Facebook is demoting trashy news publishers and other websites that illicitly scrape and republish content from other sources with little or no modification. Today it exclusively told TechCrunch that it will show links less prominently in the News Feed if they have a combination of this new signal about content authenticity along with either clickbait headlines or landing pages overflowing with low-quality ads. The move comes after Facebook’s surveys and in-person interviews discovered that users hate scraped content.
If ill-gotten intellectual property gets less News Feed distribution, it will receive less referral traffic, earn less ad revenue and there’ll be less incentive for crooks to steal articles, photos and videos in the first place.

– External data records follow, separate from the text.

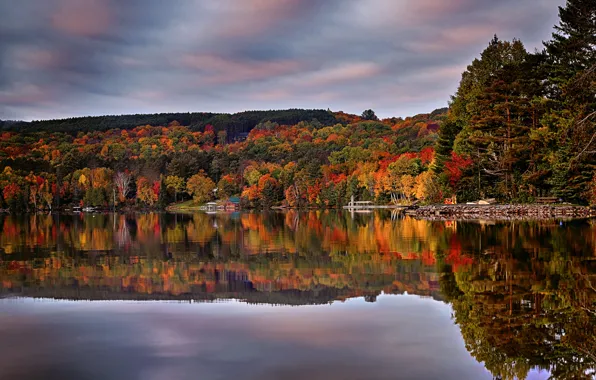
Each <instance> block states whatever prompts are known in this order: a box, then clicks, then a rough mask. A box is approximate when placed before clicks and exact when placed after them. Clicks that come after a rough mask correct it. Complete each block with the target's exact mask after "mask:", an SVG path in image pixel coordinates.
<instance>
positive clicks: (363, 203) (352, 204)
mask: <svg viewBox="0 0 596 380" xmlns="http://www.w3.org/2000/svg"><path fill="white" fill-rule="evenodd" d="M343 208H344V209H345V210H354V211H356V210H375V209H387V210H405V209H406V208H408V206H402V205H375V204H374V203H373V202H372V201H353V200H352V201H350V203H348V205H347V206H344V207H343Z"/></svg>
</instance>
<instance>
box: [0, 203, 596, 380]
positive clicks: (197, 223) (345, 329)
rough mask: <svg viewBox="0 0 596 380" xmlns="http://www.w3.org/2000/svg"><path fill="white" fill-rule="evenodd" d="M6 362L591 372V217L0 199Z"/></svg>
mask: <svg viewBox="0 0 596 380" xmlns="http://www.w3.org/2000/svg"><path fill="white" fill-rule="evenodd" d="M0 281H1V283H0V296H1V297H0V379H234V378H242V379H305V378H306V379H309V380H317V379H495V378H497V379H516V378H518V379H525V378H527V379H548V378H552V379H591V378H593V377H594V374H595V372H594V370H595V368H596V338H595V336H596V224H595V223H594V222H593V221H572V222H570V221H565V222H558V221H542V222H486V221H485V222H478V221H476V222H474V221H470V222H453V221H448V222H445V221H443V222H429V221H419V220H414V219H410V218H397V219H396V218H391V214H384V213H375V214H355V215H354V214H353V215H350V214H349V213H337V212H305V213H297V212H286V213H269V214H262V213H242V214H238V213H236V214H221V215H220V214H217V215H207V214H203V213H201V214H192V215H173V214H145V215H114V214H108V215H101V214H85V215H83V214H80V215H60V216H58V215H28V216H21V217H16V216H0Z"/></svg>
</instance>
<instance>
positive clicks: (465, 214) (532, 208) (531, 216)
mask: <svg viewBox="0 0 596 380" xmlns="http://www.w3.org/2000/svg"><path fill="white" fill-rule="evenodd" d="M406 214H408V215H411V216H413V217H416V218H421V219H440V220H442V219H454V218H457V219H554V218H557V219H558V218H563V219H567V218H588V217H591V216H596V213H595V212H594V210H592V209H591V208H589V207H585V206H573V205H539V204H534V205H466V204H461V205H430V206H421V207H418V208H412V209H409V210H407V211H406Z"/></svg>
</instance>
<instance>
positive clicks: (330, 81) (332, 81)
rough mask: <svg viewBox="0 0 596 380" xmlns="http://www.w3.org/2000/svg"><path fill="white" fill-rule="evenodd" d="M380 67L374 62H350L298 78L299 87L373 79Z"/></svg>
mask: <svg viewBox="0 0 596 380" xmlns="http://www.w3.org/2000/svg"><path fill="white" fill-rule="evenodd" d="M381 72H382V67H381V66H380V65H378V64H376V63H374V62H351V63H346V64H341V65H337V66H335V67H329V68H325V69H322V70H319V71H316V72H313V73H308V74H306V75H304V76H303V77H301V78H299V83H298V84H299V85H300V86H307V87H314V86H328V85H331V84H341V83H346V82H351V81H357V80H363V79H366V78H371V77H374V76H376V75H378V74H380V73H381Z"/></svg>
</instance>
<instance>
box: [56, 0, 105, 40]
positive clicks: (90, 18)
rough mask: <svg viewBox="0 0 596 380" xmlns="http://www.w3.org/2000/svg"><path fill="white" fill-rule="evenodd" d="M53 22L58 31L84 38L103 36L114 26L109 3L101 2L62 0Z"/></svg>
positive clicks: (76, 0)
mask: <svg viewBox="0 0 596 380" xmlns="http://www.w3.org/2000/svg"><path fill="white" fill-rule="evenodd" d="M51 20H52V26H53V27H54V28H55V29H56V30H59V31H61V32H64V33H67V34H70V35H74V36H83V37H95V36H100V35H103V34H105V33H107V32H108V30H109V28H110V27H111V24H112V17H111V14H110V9H109V8H108V3H107V2H105V1H101V0H60V1H59V2H58V7H57V9H56V12H55V13H54V14H53V15H52V16H51Z"/></svg>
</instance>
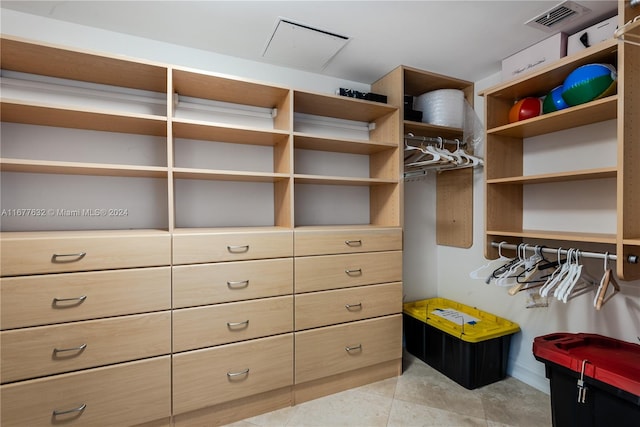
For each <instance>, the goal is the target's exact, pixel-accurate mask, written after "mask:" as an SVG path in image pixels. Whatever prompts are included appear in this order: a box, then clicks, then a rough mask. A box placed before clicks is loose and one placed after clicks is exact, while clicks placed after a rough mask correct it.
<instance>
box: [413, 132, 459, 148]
mask: <svg viewBox="0 0 640 427" xmlns="http://www.w3.org/2000/svg"><path fill="white" fill-rule="evenodd" d="M404 139H405V140H409V141H418V142H434V143H435V142H438V143H443V144H454V145H459V146H461V147H464V146H465V145H467V143H466V142H464V141H461V140H459V139H446V138H441V137H439V136H438V137H435V136H415V135H414V134H412V133H408V134H406V135H405V136H404Z"/></svg>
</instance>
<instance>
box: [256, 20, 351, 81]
mask: <svg viewBox="0 0 640 427" xmlns="http://www.w3.org/2000/svg"><path fill="white" fill-rule="evenodd" d="M348 41H349V37H346V36H342V35H340V34H335V33H332V32H329V31H324V30H320V29H317V28H313V27H309V26H307V25H303V24H299V23H296V22H293V21H291V20H288V19H284V18H280V19H279V21H278V22H277V24H276V28H275V30H274V31H273V34H272V35H271V38H270V39H269V42H268V43H267V46H266V47H265V49H264V52H263V53H262V56H263V57H264V58H266V59H269V60H271V61H272V62H275V63H278V64H280V65H285V66H290V67H295V68H304V69H307V70H314V71H320V70H322V69H324V67H325V66H326V65H327V63H328V62H329V61H330V60H331V58H333V57H334V56H335V55H336V54H337V53H338V52H339V51H340V49H342V48H343V47H344V46H345V45H346V44H347V42H348Z"/></svg>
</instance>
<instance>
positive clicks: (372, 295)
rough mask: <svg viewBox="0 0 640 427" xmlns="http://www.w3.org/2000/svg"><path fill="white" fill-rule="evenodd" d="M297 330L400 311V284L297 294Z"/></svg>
mask: <svg viewBox="0 0 640 427" xmlns="http://www.w3.org/2000/svg"><path fill="white" fill-rule="evenodd" d="M295 301H296V309H295V314H296V316H295V319H296V321H295V326H296V330H297V331H299V330H302V329H309V328H316V327H320V326H326V325H333V324H336V323H342V322H351V321H354V320H362V319H368V318H371V317H378V316H385V315H388V314H395V313H401V312H402V283H400V282H396V283H385V284H382V285H370V286H358V287H356V288H348V289H337V290H333V291H322V292H312V293H307V294H301V295H296V297H295Z"/></svg>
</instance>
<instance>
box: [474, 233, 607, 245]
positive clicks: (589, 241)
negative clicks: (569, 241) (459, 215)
mask: <svg viewBox="0 0 640 427" xmlns="http://www.w3.org/2000/svg"><path fill="white" fill-rule="evenodd" d="M486 234H487V235H490V236H505V237H519V238H524V239H542V240H567V241H572V242H586V243H604V244H611V245H615V244H616V235H615V234H606V233H579V232H566V231H545V230H523V231H506V230H487V232H486Z"/></svg>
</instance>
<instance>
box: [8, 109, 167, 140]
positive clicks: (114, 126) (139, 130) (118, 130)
mask: <svg viewBox="0 0 640 427" xmlns="http://www.w3.org/2000/svg"><path fill="white" fill-rule="evenodd" d="M0 109H1V110H2V121H3V122H12V123H23V124H32V125H40V126H55V127H63V128H70V129H89V130H98V131H104V132H118V133H131V134H139V135H154V136H166V135H167V119H166V118H165V117H161V116H152V115H145V114H124V113H120V112H113V111H104V110H93V111H91V110H87V109H84V110H76V109H72V108H65V107H61V106H54V105H50V104H26V103H22V102H20V101H15V100H3V101H2V104H1V105H0Z"/></svg>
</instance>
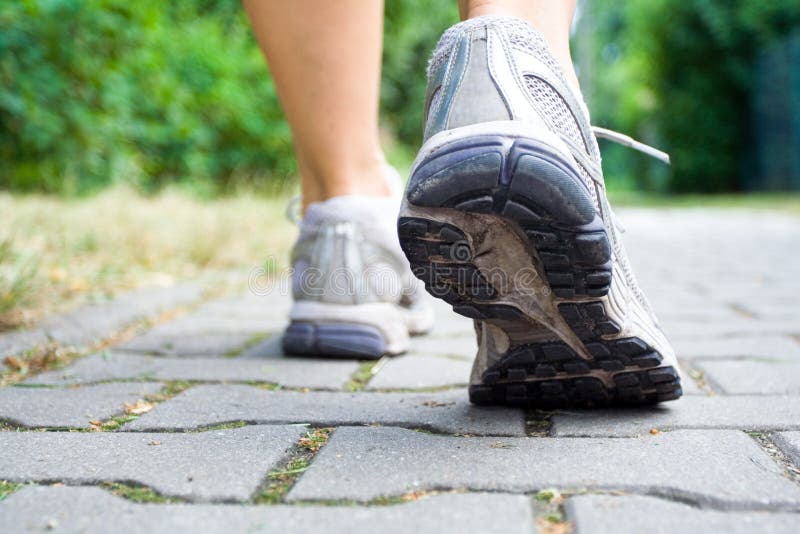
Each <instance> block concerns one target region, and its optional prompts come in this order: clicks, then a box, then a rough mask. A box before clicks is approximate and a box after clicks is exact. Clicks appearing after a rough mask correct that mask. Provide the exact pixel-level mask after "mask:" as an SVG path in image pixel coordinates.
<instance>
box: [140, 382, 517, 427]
mask: <svg viewBox="0 0 800 534" xmlns="http://www.w3.org/2000/svg"><path fill="white" fill-rule="evenodd" d="M231 421H247V422H250V423H258V424H264V423H311V424H314V425H316V426H338V425H353V424H358V425H374V424H379V425H391V426H404V427H410V428H426V429H432V430H436V431H438V432H447V433H458V434H481V435H483V434H489V435H500V436H505V435H517V436H519V435H521V436H524V435H525V418H524V416H523V413H522V411H521V410H516V409H508V408H496V407H477V406H472V405H471V404H470V403H469V402H468V401H467V393H466V391H464V390H456V391H446V392H441V393H330V392H309V393H300V392H295V391H264V390H263V389H259V388H255V387H251V386H197V387H194V388H192V389H190V390H188V391H186V392H184V393H182V394H180V395H178V396H177V397H175V398H174V399H172V400H171V401H170V402H167V403H164V404H162V405H160V406H157V407H156V408H155V409H154V410H153V411H152V412H150V413H148V414H147V415H144V416H142V417H140V418H139V419H138V420H136V421H134V422H133V423H131V424H129V425H127V426H126V427H125V429H126V430H165V429H179V430H186V429H193V428H197V427H202V426H210V425H215V424H220V423H228V422H231Z"/></svg>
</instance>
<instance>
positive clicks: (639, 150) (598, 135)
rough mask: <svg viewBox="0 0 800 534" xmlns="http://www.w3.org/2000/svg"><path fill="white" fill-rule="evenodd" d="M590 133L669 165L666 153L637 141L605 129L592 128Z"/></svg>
mask: <svg viewBox="0 0 800 534" xmlns="http://www.w3.org/2000/svg"><path fill="white" fill-rule="evenodd" d="M592 131H593V132H594V135H596V136H597V137H600V138H603V139H608V140H609V141H613V142H615V143H619V144H620V145H622V146H627V147H630V148H632V149H634V150H638V151H639V152H641V153H642V154H647V155H648V156H650V157H652V158H656V159H657V160H659V161H663V162H664V163H666V164H667V165H669V164H670V161H669V154H667V153H666V152H662V151H661V150H658V149H657V148H653V147H651V146H650V145H646V144H644V143H640V142H639V141H637V140H635V139H633V138H632V137H629V136H627V135H625V134H621V133H619V132H615V131H614V130H607V129H605V128H600V127H599V126H592Z"/></svg>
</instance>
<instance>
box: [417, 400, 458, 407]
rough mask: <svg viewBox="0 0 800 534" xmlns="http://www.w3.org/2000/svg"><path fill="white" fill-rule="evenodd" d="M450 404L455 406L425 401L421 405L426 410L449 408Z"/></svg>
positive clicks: (449, 403)
mask: <svg viewBox="0 0 800 534" xmlns="http://www.w3.org/2000/svg"><path fill="white" fill-rule="evenodd" d="M451 404H455V402H439V401H425V402H423V403H422V405H423V406H427V407H428V408H441V407H442V406H449V405H451Z"/></svg>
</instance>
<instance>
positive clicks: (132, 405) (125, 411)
mask: <svg viewBox="0 0 800 534" xmlns="http://www.w3.org/2000/svg"><path fill="white" fill-rule="evenodd" d="M153 408H155V404H153V403H152V402H147V401H146V400H144V399H139V400H138V401H136V402H135V403H133V404H131V403H130V402H126V403H125V413H126V414H128V415H142V414H145V413H147V412H149V411H150V410H152V409H153Z"/></svg>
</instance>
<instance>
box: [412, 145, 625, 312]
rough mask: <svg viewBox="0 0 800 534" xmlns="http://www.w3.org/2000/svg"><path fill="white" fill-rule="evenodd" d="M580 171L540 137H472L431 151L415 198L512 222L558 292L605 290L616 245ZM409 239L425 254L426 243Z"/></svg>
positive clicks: (420, 206)
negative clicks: (484, 214)
mask: <svg viewBox="0 0 800 534" xmlns="http://www.w3.org/2000/svg"><path fill="white" fill-rule="evenodd" d="M423 151H424V147H423ZM579 172H580V171H579V170H577V169H576V164H575V163H574V162H572V161H567V160H565V158H563V157H562V156H561V155H560V153H559V152H558V151H557V150H555V149H553V148H552V147H551V146H549V145H548V144H546V143H544V142H542V141H540V140H537V139H534V138H523V137H517V136H497V135H494V136H489V135H481V136H465V137H462V138H458V139H454V140H452V141H450V142H447V143H443V144H440V145H438V146H436V147H435V148H434V149H432V150H430V151H429V152H428V153H427V154H426V156H425V157H424V158H423V159H422V160H421V161H420V163H419V164H418V165H417V166H416V168H415V170H414V172H413V173H412V176H411V180H410V183H409V187H408V190H407V200H408V202H409V203H410V204H411V205H413V206H419V207H428V208H452V209H456V210H460V211H465V212H469V213H485V214H495V215H498V216H501V217H503V218H505V219H507V220H509V221H512V222H513V223H515V224H516V225H518V227H519V229H520V231H521V232H522V234H524V235H525V236H526V238H527V240H528V241H529V243H530V245H531V247H532V249H533V250H534V251H535V254H536V255H537V257H538V260H539V261H540V262H541V265H542V266H543V269H544V273H543V274H544V276H545V277H546V278H547V280H548V282H549V284H550V288H551V290H552V292H553V293H554V294H555V295H556V296H557V297H561V298H576V297H577V298H581V297H601V296H604V295H606V294H607V293H608V290H609V287H610V285H611V273H612V269H611V267H612V262H611V254H612V252H611V251H612V247H611V243H610V241H609V239H608V235H607V233H606V230H605V226H604V224H603V221H602V219H601V218H600V216H599V215H598V214H597V209H596V207H595V201H594V197H593V195H592V192H591V191H590V190H589V188H588V187H587V186H586V184H585V182H584V181H583V179H582V178H581V176H580V174H579ZM401 226H402V225H401ZM456 230H458V229H456ZM406 241H407V243H406V246H408V247H410V249H411V250H412V255H415V256H416V259H417V260H419V259H420V258H419V254H420V252H419V245H418V244H412V243H408V239H407V240H406ZM402 243H403V235H402V231H401V244H402ZM407 254H408V253H407ZM409 258H411V256H409Z"/></svg>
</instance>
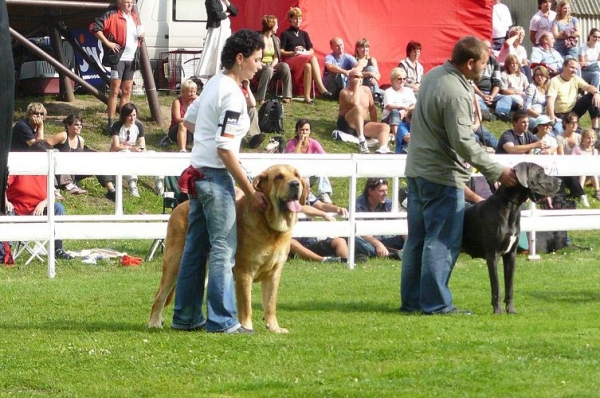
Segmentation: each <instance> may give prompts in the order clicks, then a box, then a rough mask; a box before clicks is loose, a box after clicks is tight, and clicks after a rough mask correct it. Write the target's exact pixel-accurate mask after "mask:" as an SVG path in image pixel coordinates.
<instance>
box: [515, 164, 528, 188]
mask: <svg viewBox="0 0 600 398" xmlns="http://www.w3.org/2000/svg"><path fill="white" fill-rule="evenodd" d="M514 170H515V174H516V175H517V180H519V184H521V185H522V186H524V187H525V188H529V183H528V179H529V164H528V163H525V162H521V163H517V164H516V165H515V167H514Z"/></svg>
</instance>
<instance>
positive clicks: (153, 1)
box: [137, 0, 207, 89]
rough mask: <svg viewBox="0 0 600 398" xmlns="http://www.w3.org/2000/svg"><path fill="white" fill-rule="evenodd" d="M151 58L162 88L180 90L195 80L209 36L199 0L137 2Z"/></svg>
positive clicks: (137, 6) (155, 71)
mask: <svg viewBox="0 0 600 398" xmlns="http://www.w3.org/2000/svg"><path fill="white" fill-rule="evenodd" d="M137 9H138V14H139V17H140V21H141V23H142V25H143V26H144V29H145V42H146V47H147V49H148V57H149V58H150V63H151V66H152V70H153V71H154V76H155V78H156V80H157V85H158V88H159V89H177V88H178V86H179V84H180V83H181V82H182V81H184V80H185V79H187V78H189V77H192V76H193V74H194V72H195V71H196V66H197V64H198V62H199V60H200V51H201V50H202V48H203V47H204V40H205V37H206V20H207V17H206V7H205V6H204V3H203V2H201V1H199V0H137Z"/></svg>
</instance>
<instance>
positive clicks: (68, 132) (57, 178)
mask: <svg viewBox="0 0 600 398" xmlns="http://www.w3.org/2000/svg"><path fill="white" fill-rule="evenodd" d="M63 124H64V125H65V131H61V132H60V133H57V134H55V135H53V136H52V137H50V138H48V139H47V140H46V141H47V142H48V143H49V144H50V145H52V146H53V147H54V149H58V150H59V151H60V152H83V151H84V148H85V140H84V139H83V136H82V135H81V131H82V129H83V119H82V118H81V117H79V115H75V114H70V115H69V116H67V117H66V118H65V119H64V120H63ZM87 177H89V176H81V175H67V174H63V175H58V176H56V178H57V180H58V186H59V188H62V189H64V190H66V191H67V192H69V193H70V194H73V195H80V194H85V193H87V191H86V190H83V189H81V188H79V187H78V186H77V183H78V182H79V181H81V180H83V179H84V178H87ZM96 178H97V179H98V182H99V183H100V185H102V186H103V187H104V188H106V191H107V192H106V195H105V196H106V197H107V198H108V199H110V200H113V201H114V198H115V186H114V184H113V180H114V177H109V176H96Z"/></svg>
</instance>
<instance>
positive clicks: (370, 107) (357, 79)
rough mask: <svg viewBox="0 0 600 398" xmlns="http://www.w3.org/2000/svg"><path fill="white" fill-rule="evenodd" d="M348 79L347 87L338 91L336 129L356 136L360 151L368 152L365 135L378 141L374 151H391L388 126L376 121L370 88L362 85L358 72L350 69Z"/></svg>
mask: <svg viewBox="0 0 600 398" xmlns="http://www.w3.org/2000/svg"><path fill="white" fill-rule="evenodd" d="M350 79H351V81H350V83H349V85H348V87H346V88H344V89H343V90H342V91H341V92H340V107H339V112H338V120H337V129H338V130H341V131H343V132H344V133H347V134H353V135H356V136H357V137H358V146H359V148H360V153H369V148H368V147H367V142H366V138H365V137H367V138H375V139H377V141H379V149H377V150H376V151H375V152H377V153H392V151H390V149H389V148H388V141H389V139H390V126H388V125H387V124H385V123H378V122H376V120H377V108H376V107H375V102H374V101H373V94H371V90H370V89H369V88H368V87H366V86H363V85H362V75H361V73H360V72H356V71H352V73H350ZM367 114H368V115H369V117H370V119H371V121H369V122H367V121H366V120H365V119H366V117H367Z"/></svg>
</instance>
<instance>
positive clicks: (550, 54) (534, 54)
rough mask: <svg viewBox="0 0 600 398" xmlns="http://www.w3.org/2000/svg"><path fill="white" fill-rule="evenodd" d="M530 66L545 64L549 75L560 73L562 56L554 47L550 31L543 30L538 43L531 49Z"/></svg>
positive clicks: (535, 66) (541, 64)
mask: <svg viewBox="0 0 600 398" xmlns="http://www.w3.org/2000/svg"><path fill="white" fill-rule="evenodd" d="M530 61H531V67H532V68H535V67H536V66H538V65H542V66H545V67H546V69H548V73H549V74H550V77H553V76H556V75H558V74H559V73H560V71H561V69H562V64H563V57H562V56H561V55H560V53H559V52H558V51H556V50H555V49H554V36H552V32H544V33H542V36H541V37H540V45H539V46H537V47H533V48H532V49H531V59H530Z"/></svg>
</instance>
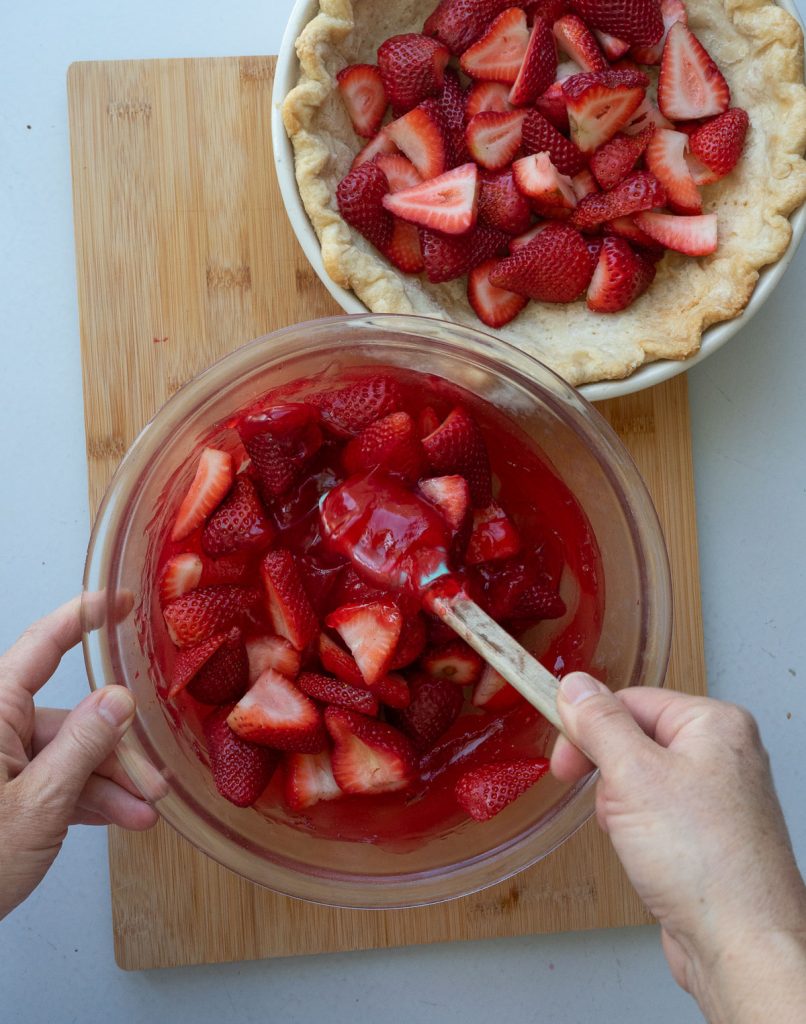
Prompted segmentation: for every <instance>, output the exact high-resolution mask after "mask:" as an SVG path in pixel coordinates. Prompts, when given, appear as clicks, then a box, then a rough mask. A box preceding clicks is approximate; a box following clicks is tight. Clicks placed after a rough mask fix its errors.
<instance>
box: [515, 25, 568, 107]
mask: <svg viewBox="0 0 806 1024" xmlns="http://www.w3.org/2000/svg"><path fill="white" fill-rule="evenodd" d="M556 70H557V52H556V50H555V48H554V39H553V37H552V34H551V28H550V27H549V25H548V24H547V23H546V20H545V19H544V18H543V17H541V16H540V15H538V16H537V17H536V18H535V23H534V25H533V27H532V35H531V36H529V40H528V46H527V47H526V53H525V56H524V57H523V63H522V65H521V66H520V71H519V72H518V77H517V78H516V79H515V81H514V84H513V85H512V91H511V92H510V94H509V101H510V103H512V105H513V106H526V105H528V104H529V103H534V102H535V100H536V99H537V98H538V96H540V95H542V94H543V93H544V92H545V91H546V89H548V87H549V86H550V85H551V83H552V82H553V81H554V73H555V71H556Z"/></svg>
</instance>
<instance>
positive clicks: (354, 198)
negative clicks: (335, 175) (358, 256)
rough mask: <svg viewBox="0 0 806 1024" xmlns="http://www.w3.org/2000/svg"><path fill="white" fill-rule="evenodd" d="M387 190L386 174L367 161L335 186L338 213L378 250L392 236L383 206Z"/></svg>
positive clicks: (354, 168)
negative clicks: (336, 186) (366, 162)
mask: <svg viewBox="0 0 806 1024" xmlns="http://www.w3.org/2000/svg"><path fill="white" fill-rule="evenodd" d="M388 190H389V182H388V181H387V180H386V175H385V174H384V173H383V171H382V170H381V169H380V167H378V165H377V164H374V163H372V162H371V161H370V162H367V163H363V164H360V165H359V166H357V167H353V168H352V170H351V171H349V173H348V174H346V175H345V176H344V177H343V178H342V179H341V181H340V182H339V183H338V185H337V187H336V202H337V203H338V207H339V212H340V213H341V215H342V217H343V218H344V219H345V221H346V222H347V223H348V224H349V225H350V227H354V228H355V230H356V231H358V233H359V234H363V236H364V238H365V239H367V241H368V242H371V243H372V244H373V245H374V246H375V248H376V249H380V250H381V252H383V250H384V249H385V248H386V246H387V245H388V244H389V241H390V239H391V237H392V218H391V216H390V215H389V214H388V213H387V212H386V210H384V208H383V198H384V196H385V195H386V194H387V193H388Z"/></svg>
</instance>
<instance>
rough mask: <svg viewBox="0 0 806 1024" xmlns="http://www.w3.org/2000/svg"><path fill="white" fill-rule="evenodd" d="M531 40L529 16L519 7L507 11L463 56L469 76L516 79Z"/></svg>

That could create an umbrella effect that improves content authenticity across the web.
And just in case the scraped profile data stolen from 29 million users in Facebook’s recent massive security breach ended up published online, Facebook would already have a policy in place to make links to it effectively disappear from the feed.
Here’s an example of the type of site that might be demoted by Facebook’s latest News Feed change. “Latest Nigerian News” scraped one of my recent TechCrunch articles, and surrounded it by tons of ads.
“Starting today, we’re rolling out an update so people see fewer posts that ink out to low quality sites that predominantly copy and republish content from other sites without providing unique value. We are adjusting our Publish Guidelines accordingly,” Facebook wrote in an addendum to its May 2017 post about demoting sites stuffed with crappy ads. Facebook tells me the new publisher guidelines will warn news outlets to add original content or value to reposted content or invoke the social network’s wrath.
Personally, I think the importance of transparency around these topics warrants a new blog post from Facebook as well as an update to the original post linking forward to it.
So how does Facebook determine if content is stolen? Its systems compare the main text content of a page with all other text content to find potential matches. The degree of matching is used to predict that a site stole its content. It then uses a combined classifier merging this prediction with how clickbaity a site’s headlines are plus the quality and quantity of ads on the site.